Peter Ralph
24 November 2020 – Advanced Biological Statistics
If \(T \sim \Exp(\text{rate}=\lambda)\), then
\[\begin{aligned} \P\{ T \in dt \} = \lambda e^{-\lambda t} dt . \end{aligned}\]
\(T\) can be any nonnegative real number.
\(T\) is memoryless: \[\begin{aligned} \P\{ T > x + y \given T > x \} = \P\{ T > y \} . \end{aligned}\]
A machine produces \(n\) widgets per second; each widget has probability \(\lambda/n\) of being broken. The time until the first broken widget appears (in seconds) is approximately \(\sim \Exp(\lambda)\).

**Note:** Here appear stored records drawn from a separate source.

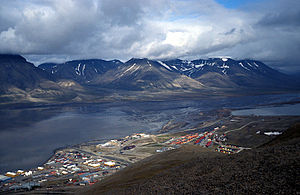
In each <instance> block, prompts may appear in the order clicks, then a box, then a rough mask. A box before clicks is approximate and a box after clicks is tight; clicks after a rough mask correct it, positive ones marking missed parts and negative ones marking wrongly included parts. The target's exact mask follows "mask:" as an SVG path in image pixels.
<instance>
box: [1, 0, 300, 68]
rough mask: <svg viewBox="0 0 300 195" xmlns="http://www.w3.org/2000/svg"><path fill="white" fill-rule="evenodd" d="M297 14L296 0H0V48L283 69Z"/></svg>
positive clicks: (5, 52) (127, 57) (43, 59)
mask: <svg viewBox="0 0 300 195" xmlns="http://www.w3.org/2000/svg"><path fill="white" fill-rule="evenodd" d="M299 17H300V1H295V0H272V1H271V0H270V1H269V0H265V1H260V2H257V1H256V3H253V4H248V5H247V7H241V8H239V9H228V8H225V7H224V6H222V5H220V4H218V3H217V2H215V1H214V0H201V1H199V0H187V1H182V0H156V1H153V0H143V1H141V0H45V1H38V0H27V1H18V0H2V1H1V4H0V52H1V53H7V52H10V53H20V54H23V55H24V54H26V56H28V57H29V58H31V59H33V60H34V61H39V62H40V61H41V59H43V60H45V61H46V59H47V56H50V57H49V60H50V59H70V58H71V59H72V58H89V57H98V58H105V59H112V58H119V59H125V60H126V59H128V58H131V57H150V58H177V57H181V58H189V59H192V58H197V57H205V56H207V57H209V56H222V55H226V56H232V57H234V58H255V59H259V60H263V61H266V62H272V64H273V65H277V66H278V67H279V68H281V69H282V68H285V69H288V67H292V66H293V67H296V65H297V63H298V61H299V60H300V57H299V55H298V54H299V53H300V48H299V45H300V35H299V32H300V19H299ZM38 56H41V57H40V60H38V58H39V57H38ZM283 62H284V63H283ZM272 64H270V65H272Z"/></svg>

If \(S \sim \Gam(\text{shape}=\alpha, \text{rate}=\lambda)\), then
\[\begin{aligned} \P\{ S \in dt \} = \frac{\alpha^\lambda}{\Gamma(\alpha)} t^{\alpha - 1} e^{-\lambda t} dt . \end{aligned}\]
\(S\) has mean \(\alpha \lambda\) and variance \(\alpha/\lambda^2\).
If \(T_1, \ldots, T_k\) are independent \(\Exp(\lambda)\), then \(S = T_1 + \cdots + T_k\) is \(\Gam(k, \lambda)\).
A machine produces \(n\) widgets per second; each widget has probability \(\lambda/n\) of being broken. The time until the \(k^\text{th}\) broken widget appears (in seconds) is approximately \(\sim \Gam(k, \lambda)\).